L’animosité entre les réformistes salafi et l’islam populaire des confréries est ancienne ; elle est liée aux tensions politiques et sociales entre culture orale et culture savante écrite. Elle se retrouve partout. Le colonialisme a joué sur cette différence. Dans l’islam étatisé, l’islam populaire qui intégrait les codes culturels et coutumiers locaux, est devenu un islam populiste avec le déracinement des paysans et des pasteurs, la croissance démographique qui gonflent les périphéries des villes. Les réformistes eux-mêmes sont dépassés par l’islam officiel et l’islam révolté politiquement. Cette esquisse d’une sociologie des islams souligne le grand arbitraire qu’il y a à parler toujours d’islam au singulier. On retiendra à ce propos que le mot islam intervient seulement six fois dans le Coran, alors que le mot Allah intervient 1 697 fois sans compter les attributs d’Allah.

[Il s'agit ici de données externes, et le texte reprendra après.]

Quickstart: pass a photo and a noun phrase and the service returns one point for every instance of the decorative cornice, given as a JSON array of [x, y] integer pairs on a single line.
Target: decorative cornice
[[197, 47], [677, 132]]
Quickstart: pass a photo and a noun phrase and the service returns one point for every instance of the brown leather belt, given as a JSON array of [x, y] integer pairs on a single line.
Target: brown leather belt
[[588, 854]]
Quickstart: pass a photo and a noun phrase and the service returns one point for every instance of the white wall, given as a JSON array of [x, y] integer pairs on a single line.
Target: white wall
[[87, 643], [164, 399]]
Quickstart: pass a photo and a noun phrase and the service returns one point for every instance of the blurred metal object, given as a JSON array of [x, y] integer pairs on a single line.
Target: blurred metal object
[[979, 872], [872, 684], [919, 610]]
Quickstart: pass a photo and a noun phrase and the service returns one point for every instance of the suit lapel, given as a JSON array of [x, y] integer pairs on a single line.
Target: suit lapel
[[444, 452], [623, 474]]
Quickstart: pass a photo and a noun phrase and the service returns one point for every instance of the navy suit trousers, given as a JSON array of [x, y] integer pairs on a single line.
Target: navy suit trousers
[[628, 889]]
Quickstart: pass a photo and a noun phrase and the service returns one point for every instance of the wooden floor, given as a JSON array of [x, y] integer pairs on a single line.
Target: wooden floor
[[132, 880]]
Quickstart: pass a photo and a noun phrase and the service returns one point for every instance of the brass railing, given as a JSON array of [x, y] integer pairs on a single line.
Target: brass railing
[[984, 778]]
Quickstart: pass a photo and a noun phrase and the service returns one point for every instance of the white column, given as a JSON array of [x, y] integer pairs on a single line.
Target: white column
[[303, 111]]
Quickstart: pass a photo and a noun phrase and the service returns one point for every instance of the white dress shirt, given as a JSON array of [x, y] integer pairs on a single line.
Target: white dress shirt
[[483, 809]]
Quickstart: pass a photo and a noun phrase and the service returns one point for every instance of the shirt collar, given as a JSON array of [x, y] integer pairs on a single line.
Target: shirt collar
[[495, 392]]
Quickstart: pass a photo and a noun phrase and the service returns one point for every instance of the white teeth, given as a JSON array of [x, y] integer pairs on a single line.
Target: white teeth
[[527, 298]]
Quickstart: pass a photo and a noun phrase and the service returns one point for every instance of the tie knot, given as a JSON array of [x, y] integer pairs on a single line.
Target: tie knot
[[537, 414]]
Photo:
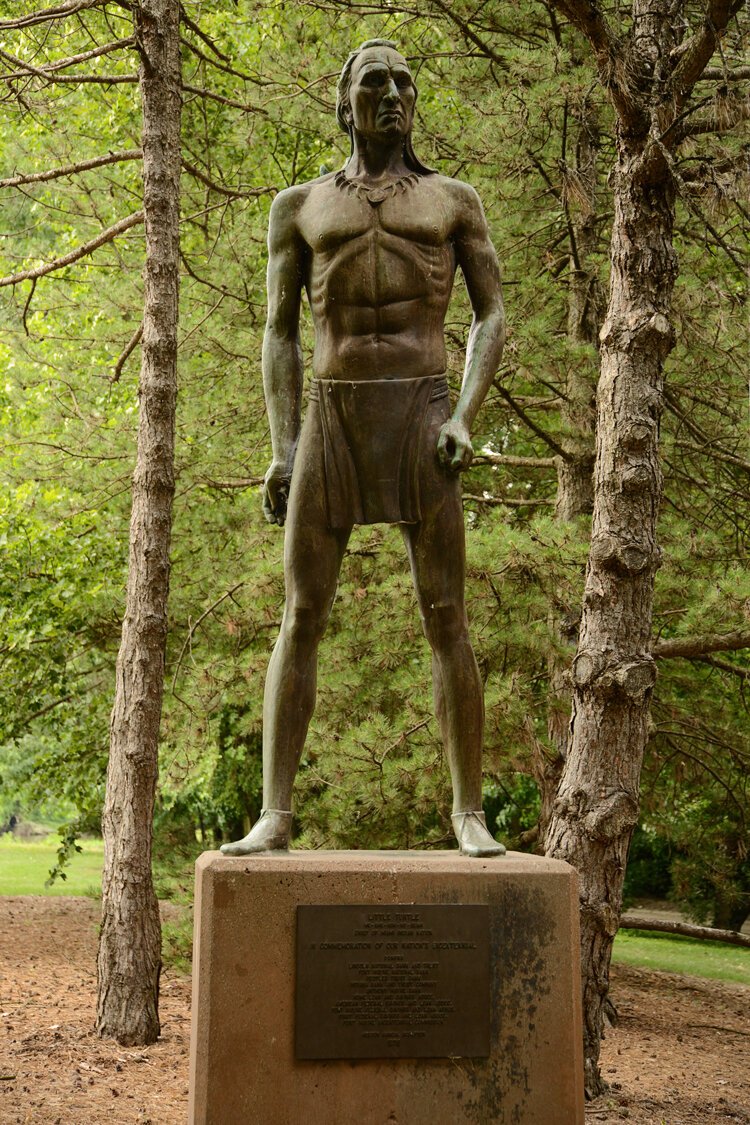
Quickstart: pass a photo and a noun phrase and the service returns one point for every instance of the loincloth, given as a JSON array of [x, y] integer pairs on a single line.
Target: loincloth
[[373, 452]]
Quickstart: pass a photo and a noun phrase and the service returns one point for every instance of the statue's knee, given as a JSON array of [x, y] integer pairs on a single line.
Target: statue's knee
[[444, 626], [304, 624]]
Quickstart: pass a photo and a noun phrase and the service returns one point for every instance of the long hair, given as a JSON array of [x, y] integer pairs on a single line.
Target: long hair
[[343, 105]]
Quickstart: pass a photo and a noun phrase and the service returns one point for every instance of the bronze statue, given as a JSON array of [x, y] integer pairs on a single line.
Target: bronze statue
[[376, 246]]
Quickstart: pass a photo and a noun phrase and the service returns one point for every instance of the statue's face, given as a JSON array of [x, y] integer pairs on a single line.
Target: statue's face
[[381, 95]]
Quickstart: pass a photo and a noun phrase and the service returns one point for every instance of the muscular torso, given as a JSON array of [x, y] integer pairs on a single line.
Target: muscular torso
[[379, 278]]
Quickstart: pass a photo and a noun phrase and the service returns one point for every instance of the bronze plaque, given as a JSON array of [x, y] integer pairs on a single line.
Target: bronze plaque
[[406, 981]]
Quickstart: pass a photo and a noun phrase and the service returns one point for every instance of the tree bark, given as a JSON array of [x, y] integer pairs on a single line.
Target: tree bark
[[614, 671], [129, 945]]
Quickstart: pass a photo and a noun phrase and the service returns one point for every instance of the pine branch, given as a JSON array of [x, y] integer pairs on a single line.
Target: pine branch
[[192, 629], [707, 933], [532, 425], [585, 15], [222, 100], [715, 662], [468, 33], [224, 66], [703, 45], [201, 35], [506, 501], [55, 173], [232, 192], [44, 15], [692, 647], [129, 348], [62, 63], [532, 462], [717, 74], [74, 255]]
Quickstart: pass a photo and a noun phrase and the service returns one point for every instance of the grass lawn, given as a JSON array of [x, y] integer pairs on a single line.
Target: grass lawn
[[683, 955], [25, 865]]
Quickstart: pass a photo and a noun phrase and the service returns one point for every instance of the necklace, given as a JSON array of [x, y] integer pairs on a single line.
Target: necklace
[[376, 196]]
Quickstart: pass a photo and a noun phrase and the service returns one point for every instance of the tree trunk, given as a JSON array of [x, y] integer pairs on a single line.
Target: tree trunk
[[575, 471], [597, 803], [129, 945]]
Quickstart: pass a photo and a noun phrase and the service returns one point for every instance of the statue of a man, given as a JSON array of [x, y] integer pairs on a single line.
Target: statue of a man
[[376, 246]]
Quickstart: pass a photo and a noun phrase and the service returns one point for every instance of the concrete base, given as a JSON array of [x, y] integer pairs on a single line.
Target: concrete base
[[243, 1070]]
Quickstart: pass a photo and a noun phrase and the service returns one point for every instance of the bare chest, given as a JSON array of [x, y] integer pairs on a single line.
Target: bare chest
[[334, 218]]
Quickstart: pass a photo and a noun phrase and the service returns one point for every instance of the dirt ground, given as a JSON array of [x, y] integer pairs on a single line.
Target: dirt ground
[[679, 1055]]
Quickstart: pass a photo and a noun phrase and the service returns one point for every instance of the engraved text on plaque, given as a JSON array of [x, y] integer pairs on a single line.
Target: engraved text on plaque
[[392, 981]]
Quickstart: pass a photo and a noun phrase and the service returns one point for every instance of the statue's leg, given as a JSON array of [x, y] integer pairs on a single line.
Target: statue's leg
[[313, 555], [437, 557]]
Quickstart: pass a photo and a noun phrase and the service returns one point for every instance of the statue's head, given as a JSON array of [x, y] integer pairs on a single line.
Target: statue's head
[[363, 104]]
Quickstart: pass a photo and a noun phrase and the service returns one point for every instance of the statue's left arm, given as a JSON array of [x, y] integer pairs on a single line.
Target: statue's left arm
[[478, 262]]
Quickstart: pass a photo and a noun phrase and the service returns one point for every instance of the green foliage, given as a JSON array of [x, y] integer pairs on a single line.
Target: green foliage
[[25, 866], [668, 954]]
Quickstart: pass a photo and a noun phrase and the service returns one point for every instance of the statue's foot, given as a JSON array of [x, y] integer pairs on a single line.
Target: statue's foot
[[270, 833], [473, 836]]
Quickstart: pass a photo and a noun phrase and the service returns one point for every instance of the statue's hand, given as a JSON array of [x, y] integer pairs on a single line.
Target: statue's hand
[[276, 492], [454, 446]]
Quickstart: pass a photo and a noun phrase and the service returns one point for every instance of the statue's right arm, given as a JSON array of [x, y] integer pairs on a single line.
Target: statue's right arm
[[282, 354]]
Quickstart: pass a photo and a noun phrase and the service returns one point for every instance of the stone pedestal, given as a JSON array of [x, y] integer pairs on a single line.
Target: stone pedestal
[[243, 1070]]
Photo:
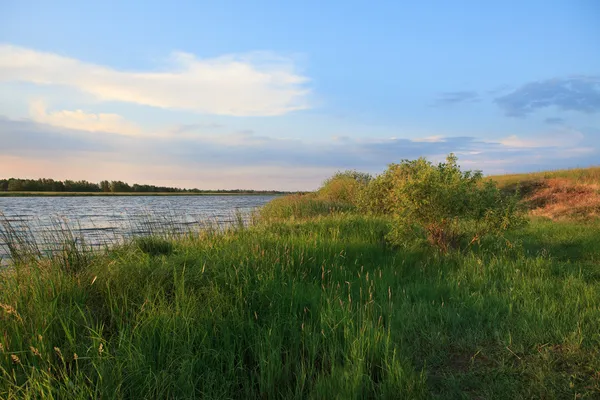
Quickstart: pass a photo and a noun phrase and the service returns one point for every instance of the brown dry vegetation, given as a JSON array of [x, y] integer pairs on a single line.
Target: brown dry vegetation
[[567, 194]]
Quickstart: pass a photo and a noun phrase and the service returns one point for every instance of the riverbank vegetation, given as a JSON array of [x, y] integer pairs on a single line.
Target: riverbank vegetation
[[45, 187], [367, 288]]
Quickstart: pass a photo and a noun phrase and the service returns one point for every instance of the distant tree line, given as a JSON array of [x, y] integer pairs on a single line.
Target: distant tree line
[[51, 185]]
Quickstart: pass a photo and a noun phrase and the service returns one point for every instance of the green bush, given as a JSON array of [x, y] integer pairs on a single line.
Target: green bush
[[344, 187], [448, 207]]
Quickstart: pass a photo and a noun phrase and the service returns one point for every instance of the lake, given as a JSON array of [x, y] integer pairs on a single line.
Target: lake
[[103, 220]]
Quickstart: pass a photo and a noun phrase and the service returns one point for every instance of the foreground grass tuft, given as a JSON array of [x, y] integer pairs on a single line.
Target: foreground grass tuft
[[312, 308]]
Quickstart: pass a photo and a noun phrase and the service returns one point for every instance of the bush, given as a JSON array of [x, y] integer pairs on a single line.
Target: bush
[[344, 187], [448, 207]]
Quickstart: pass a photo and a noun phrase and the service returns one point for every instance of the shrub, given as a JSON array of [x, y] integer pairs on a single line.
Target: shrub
[[448, 207], [344, 187]]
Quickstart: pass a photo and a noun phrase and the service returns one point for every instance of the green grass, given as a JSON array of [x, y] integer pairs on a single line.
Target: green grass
[[313, 308]]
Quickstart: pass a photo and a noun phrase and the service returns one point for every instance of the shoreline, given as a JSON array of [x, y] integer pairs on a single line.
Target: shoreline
[[109, 194]]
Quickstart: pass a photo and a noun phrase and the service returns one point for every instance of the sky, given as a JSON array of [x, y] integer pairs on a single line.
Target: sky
[[281, 94]]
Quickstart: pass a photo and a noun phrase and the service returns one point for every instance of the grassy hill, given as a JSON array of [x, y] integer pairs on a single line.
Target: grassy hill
[[311, 302]]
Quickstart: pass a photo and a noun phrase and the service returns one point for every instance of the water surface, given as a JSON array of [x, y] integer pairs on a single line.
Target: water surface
[[104, 219]]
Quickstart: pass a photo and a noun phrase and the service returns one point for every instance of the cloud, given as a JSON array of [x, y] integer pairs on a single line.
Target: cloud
[[563, 138], [249, 160], [555, 121], [45, 141], [581, 94], [81, 120], [255, 84], [451, 98]]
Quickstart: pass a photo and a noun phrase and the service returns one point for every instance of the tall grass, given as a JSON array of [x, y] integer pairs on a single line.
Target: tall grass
[[308, 308], [582, 176]]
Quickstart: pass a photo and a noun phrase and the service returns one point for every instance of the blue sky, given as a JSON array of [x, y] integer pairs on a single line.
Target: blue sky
[[279, 95]]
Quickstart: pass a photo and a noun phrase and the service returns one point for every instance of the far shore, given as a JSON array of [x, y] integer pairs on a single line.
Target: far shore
[[82, 194]]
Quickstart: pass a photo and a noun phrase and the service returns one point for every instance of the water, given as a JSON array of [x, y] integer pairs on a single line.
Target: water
[[101, 220]]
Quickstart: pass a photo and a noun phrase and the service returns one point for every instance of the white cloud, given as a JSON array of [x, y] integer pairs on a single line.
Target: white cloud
[[81, 120], [565, 138], [430, 139], [253, 85]]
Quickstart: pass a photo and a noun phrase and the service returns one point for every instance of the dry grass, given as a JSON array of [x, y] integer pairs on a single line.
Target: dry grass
[[561, 194], [582, 176], [563, 199]]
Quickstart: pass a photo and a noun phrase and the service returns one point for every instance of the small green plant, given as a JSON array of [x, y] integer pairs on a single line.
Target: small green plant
[[344, 187], [154, 245], [447, 206]]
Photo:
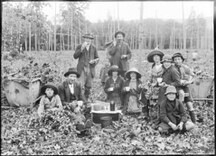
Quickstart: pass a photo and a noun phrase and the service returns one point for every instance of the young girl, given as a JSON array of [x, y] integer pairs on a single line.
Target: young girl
[[50, 99], [172, 113], [131, 91], [113, 86], [155, 57]]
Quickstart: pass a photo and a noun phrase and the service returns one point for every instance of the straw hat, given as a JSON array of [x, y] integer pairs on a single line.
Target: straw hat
[[112, 69], [119, 32], [72, 71], [177, 55], [156, 51], [127, 74], [166, 58], [170, 89], [49, 85], [89, 35]]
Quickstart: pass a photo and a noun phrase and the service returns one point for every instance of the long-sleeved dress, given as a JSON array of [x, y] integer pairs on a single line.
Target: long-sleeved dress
[[114, 95], [131, 98], [47, 104]]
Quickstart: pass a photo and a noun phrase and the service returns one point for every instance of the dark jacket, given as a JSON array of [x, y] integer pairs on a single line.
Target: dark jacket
[[117, 87], [84, 58], [172, 111], [116, 52], [171, 77], [65, 94], [135, 92]]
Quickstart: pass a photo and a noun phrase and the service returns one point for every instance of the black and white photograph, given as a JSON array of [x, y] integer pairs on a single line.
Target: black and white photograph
[[107, 77]]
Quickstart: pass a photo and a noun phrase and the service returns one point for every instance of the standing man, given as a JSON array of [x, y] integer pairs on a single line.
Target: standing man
[[120, 53], [88, 59]]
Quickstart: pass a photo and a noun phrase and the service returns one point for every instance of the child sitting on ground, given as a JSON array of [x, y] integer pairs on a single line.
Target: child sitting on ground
[[172, 114], [50, 99]]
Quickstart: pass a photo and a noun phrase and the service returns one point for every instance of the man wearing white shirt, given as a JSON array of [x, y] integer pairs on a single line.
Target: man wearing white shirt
[[70, 90], [87, 56]]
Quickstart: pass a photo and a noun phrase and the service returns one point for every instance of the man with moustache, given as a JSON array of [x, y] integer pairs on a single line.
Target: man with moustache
[[120, 53], [87, 56]]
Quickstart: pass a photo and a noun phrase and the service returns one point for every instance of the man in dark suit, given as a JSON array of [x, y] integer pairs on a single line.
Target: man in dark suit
[[70, 90], [88, 59], [120, 53]]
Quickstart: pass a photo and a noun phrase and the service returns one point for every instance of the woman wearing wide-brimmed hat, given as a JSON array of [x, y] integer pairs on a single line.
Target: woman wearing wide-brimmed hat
[[131, 91], [120, 52], [155, 57], [88, 58], [50, 99], [113, 86], [187, 77]]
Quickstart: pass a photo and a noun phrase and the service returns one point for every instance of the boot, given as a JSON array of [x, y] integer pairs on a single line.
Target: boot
[[192, 115], [87, 93]]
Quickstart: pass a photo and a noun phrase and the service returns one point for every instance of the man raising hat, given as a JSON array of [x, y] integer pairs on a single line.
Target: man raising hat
[[87, 56], [120, 53]]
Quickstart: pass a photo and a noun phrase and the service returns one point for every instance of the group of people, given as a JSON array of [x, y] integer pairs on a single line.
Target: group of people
[[168, 82]]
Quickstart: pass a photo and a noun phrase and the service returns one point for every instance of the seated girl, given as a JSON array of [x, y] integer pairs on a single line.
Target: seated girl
[[113, 86], [50, 99], [172, 114]]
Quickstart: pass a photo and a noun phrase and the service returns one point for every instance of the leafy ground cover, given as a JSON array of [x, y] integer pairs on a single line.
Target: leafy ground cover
[[22, 133]]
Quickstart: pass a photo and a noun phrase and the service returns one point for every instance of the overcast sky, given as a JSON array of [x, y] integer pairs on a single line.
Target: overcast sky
[[130, 10]]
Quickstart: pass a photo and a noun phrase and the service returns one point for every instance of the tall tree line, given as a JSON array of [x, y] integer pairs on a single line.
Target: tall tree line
[[28, 27]]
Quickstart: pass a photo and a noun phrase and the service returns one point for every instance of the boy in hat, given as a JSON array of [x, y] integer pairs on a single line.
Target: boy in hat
[[88, 59], [131, 91], [120, 53], [155, 57], [170, 76], [187, 76], [172, 114], [113, 86], [50, 99], [70, 90]]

Cela en dit long sur les constructions sociales de la religion, des cultures, des institutions…  

Une question à laquelle vous auriez souhaité répondre ? 
Pour mesurer le nombre de questions auxquelles je souhaite répondre de cette manière rapide et simplifiée, je renvoie à la lecture de mes livres et de mes articles. Et chaque jour qui passe soulève de nouvelles questions qui attendent des réponses pertinentes, éducatives et intellectuellement subversives, je veux dire innovantes.